Monday, August 9, 2010

Review with Cocoa


It seems that Channel Seven has had another attempt at polluting the public sphere and subjecting us to television that is well below standard. Australia’s Strictest Parents is a wild ride through the experience of two rebellious teenagers from the city as they are plunged into the “outback” and made to shovel shit and shear sheep. The narrative structure follows rather a mundane formula; teenager is naughty, said teenager is sent to outback, farmer and wife attempt to reform teenager, teenager is once again naughty, farmer punishes teenager, teenager receives letter from parent, teenager begins to enjoy shovelling shit and shearing sheep and is reformed. On the latest episode, Nathan is described as a ‘17 year old who has lost his way’, he has dropped out of school and been picked up by the police, he also enjoys long walks on the beach and martinis. Adriana, the other juvenile delinquent, is described as “a girl who is used to getting what she wants”, look out Adriana, there aren’t any malls to hang around and shout and spit at strangers in the outback! Both examples look as though they have fallen into a bath of peroxide with some of the blonde bleach obviously leaking onto their brains. Not all is lost however, in the other corner we have the Ironside family, a proud bunch of devout Christians led by dad, Mark. The Ironside’s live on a life with a main of hard work with a side of good morals. Access to music and the internet is restricted and only Christian television is to be watched on the idiot box. If this family can’t set these kids straight, nothing will. What follows is cringe worthy, I will admit for a short period I closed my eyes, blocked my ears and shouted “there’s no place like home” while rocking in a disturbed manner.

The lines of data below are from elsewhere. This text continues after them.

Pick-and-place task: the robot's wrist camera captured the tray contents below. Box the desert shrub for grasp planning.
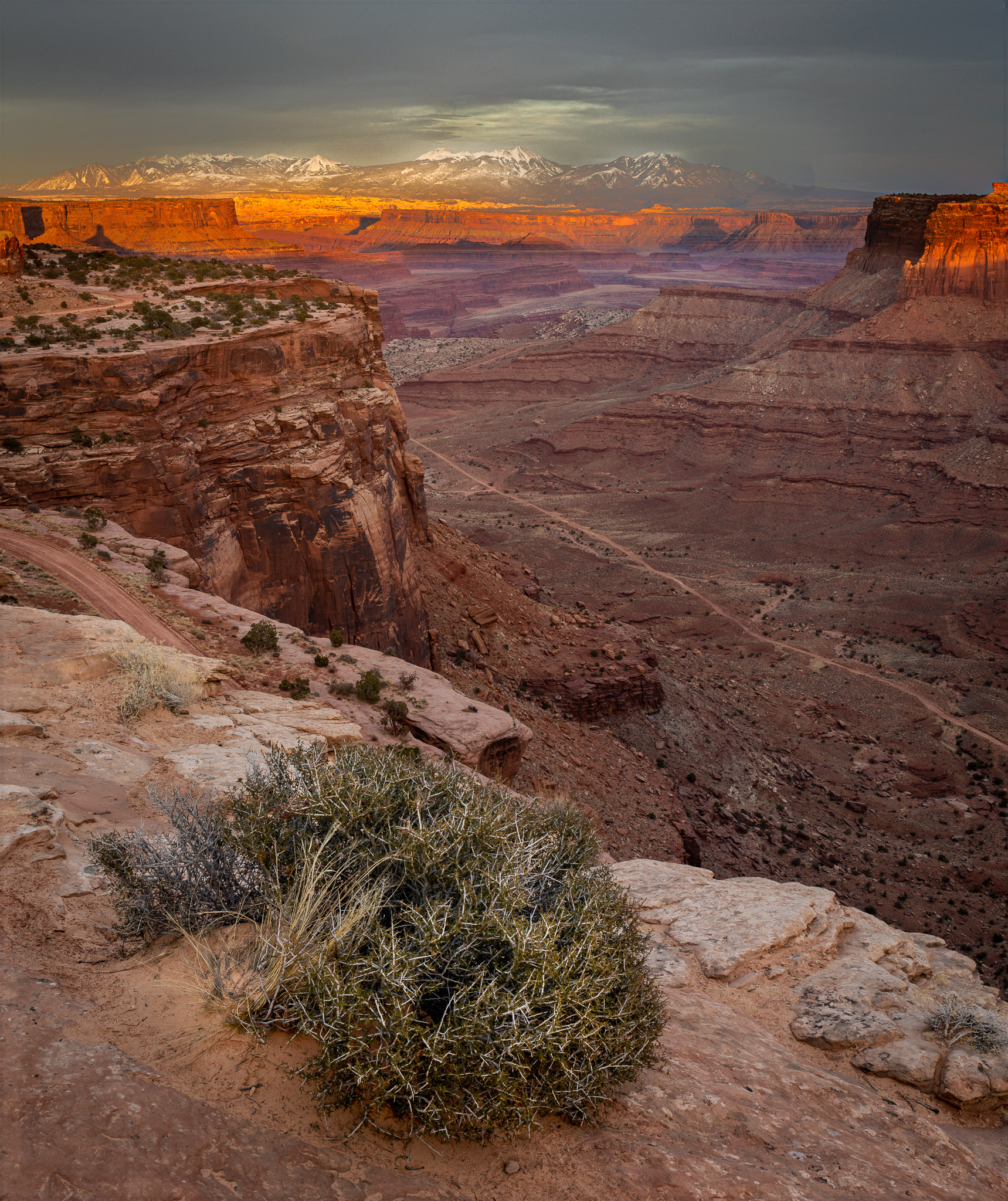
[925,991,1008,1054]
[143,547,168,583]
[113,637,206,721]
[222,747,663,1139]
[382,700,410,734]
[353,668,385,705]
[242,621,280,654]
[277,676,311,700]
[88,789,266,942]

The panacea for these children’s’ woes seems to be as follows. If you are a spoilt brat from the suburbs who has everything you could want, including hair dye, and yet still insist on behaving like a baboon with rabies who enjoys smoking and wearing an i-pod, you will be punished by being followed around by a film crew while you inflict further pain by throwing your proverbial baboon poo at an outback, farming family. At one point Nathan, perhaps the worst of the two, steals the family’s car and drives off into the sunset. Mark, a tough farmer, walks about in the dirt, spitting, muttering and finally rings the police. Nathan eventually turns the car around and comes back where the punishment begins, or does it? Nathan’s punishment consists of Mark and his wife explaining to Nathan what stealing is and that in fact, driving off in someone else’s car is just that. Nathan has the very complex argument that his act of defiance was not stealing, but was ‘just taking’. Mark explains that Nathan is lucky that the local police station is manned by a scarecrow in a police uniform and thus cannot pick up a phone. All of this leads to Nathan apologising and then shovelling dog poo from under the cages where the family’s fifteen dogs are kept (animal cruelty? The dogs that is, not Nathan). Nathan is sent back to the city with a new lease on life, he now only listens to his i-pod when he is not yelling at his mother.

In essence such a shoddy show instils the good, wholesome, family values we need in such a topsy turvy world. Here are six lessons Cocoa has learnt from Australia’s Strictest Parents;

1. If you have a naughty child, send them to the outback where someone else can deal with the problem.

2. Punishment is not the answer, simply hug your child until they can no longer breath and they slip into a coma.

3. Driving off in someone else’s car is stealing and not ‘just taking’.

4. If your parents attempt to express how they feel about you in the form of written word, you will break down crying and emerge from a cocoon of obscenity to become a beautiful butterfly of understanding and sensitivity.

5. All naughty teenagers should be kept in cages in a similar vain to those in which Mark kept his fifteen dogs.

6. Mainstream music and the internet are to blame for all our youths’ woes. I have a feeling the Frankfurt School theorists would have something to say about that, however, from now on I am only listening to birds singing and watching panda bears giving birth....just to be sure.